Neste contexto, ao pensarmos no Brasil que queremos para as pessoas com deficiência, seria aquele que cumpre as leis voltadas para essa população, que reconhece a necessidade de implementações de políticas públicas que contemple em especial a atenção integral à saúde.
De acordo com a Política Nacional de Saúde da Pessoa com Deficiência e as próprias diretrizes do SUS, toda pessoa com deficiência tem o direito de acesso à saúde de forma equânime em todos os níveis de atenção, o que inclui, mas não se limita, a reabilitação. Cabe ressaltar que, para que isso se efetive, é necessário melhorar os mecanismos de informação sobre a deficiência e a capacitação de trabalhadores da saúde e de gestores, em todo território nacional.
Em meio a necessidade de debates e reconstruções, temos em vigência a 17ª Conferência Nacional de Saúde.
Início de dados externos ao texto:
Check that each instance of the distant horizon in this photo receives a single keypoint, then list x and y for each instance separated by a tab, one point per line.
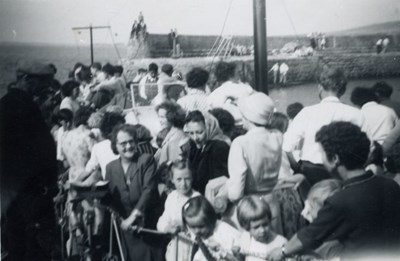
50	21
336	33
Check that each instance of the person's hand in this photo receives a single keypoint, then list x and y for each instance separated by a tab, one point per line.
236	253
127	223
276	254
174	229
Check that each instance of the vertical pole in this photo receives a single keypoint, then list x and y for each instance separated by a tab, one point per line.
91	44
174	47
260	46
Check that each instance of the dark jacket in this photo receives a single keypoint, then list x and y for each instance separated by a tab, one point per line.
135	190
364	217
209	163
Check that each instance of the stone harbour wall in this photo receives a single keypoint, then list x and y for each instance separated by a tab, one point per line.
301	69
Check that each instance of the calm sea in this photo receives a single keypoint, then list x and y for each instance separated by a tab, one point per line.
62	56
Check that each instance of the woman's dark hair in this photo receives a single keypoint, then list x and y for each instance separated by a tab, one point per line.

As Conferência de Saúde, que ocorrem a cada quatro anos e servem para avaliar a situação de saúde do povo brasileiro, são espaços de participação popular para a construção das políticas públicas do Sistema Único de Saúde (SUS). Mais do que isso, representam a oportunidade de dialogar com o poder público, determinando os rumos da saúde para que estejam alinhadas com as nossas necessidades enquanto pessoas usuárias do maior sistema público de saúde do mundo, o SUS.
Desta forma, para o Brasil que queremos se realize, em especial para as pessoas com deficiência, é indispensável a participação efetiva dos interessados na construção e elaboração de políticas públicas, por isso, reafirmamos a necessidade de garantia dos direitos das pessoas com deficiência e as convocamos a participarem ativamente das etapas que envolvem a 17ª Conferência Nacional de Saúde, que já começaram por meio de suas atividades preparatórias e etapas municipais.
Com o tema “Garantir Direitos e Defender o SUS, a Vida e a Democracia – Amanhã vai ser outro dia”, precisamos refletir sobre qual é o nosso papel, enquanto pessoas com deficiência e sociedade civil organizada, nessas defesas e, principalmente, que não há democracia possível sem a participação de TODA a população.
Os impedimentos ao exercício da cidadania das pessoas com deficiência precisam ser coletivamente enfrentados, o que exige um diálogo aprofundado sobre a temática, a fim de que ações e políticas públicas implementadas sejam realmente eficazes para o bem-estar social dessa população, ao respeitar as suas caraterísticas e particularidades.
Com a necessidade de reafirmar a importância da democracia participativa, cabe destacar que nós, pessoas com deficiência, somos mulheres e homens, pessoas LGBTI+, pessoas idosas, pessoas negras, indígenas, pessoas ativas profissionalmente, pessoas em situação de rua, pessoas vivendo com HIV e outras condições crônicas, entre tantas outras identidades políticas.
A presença atuante das pessoas com deficiência é fundamental para que o amanhã seja outro dia, afinal “nada sobre nós, sem nós”!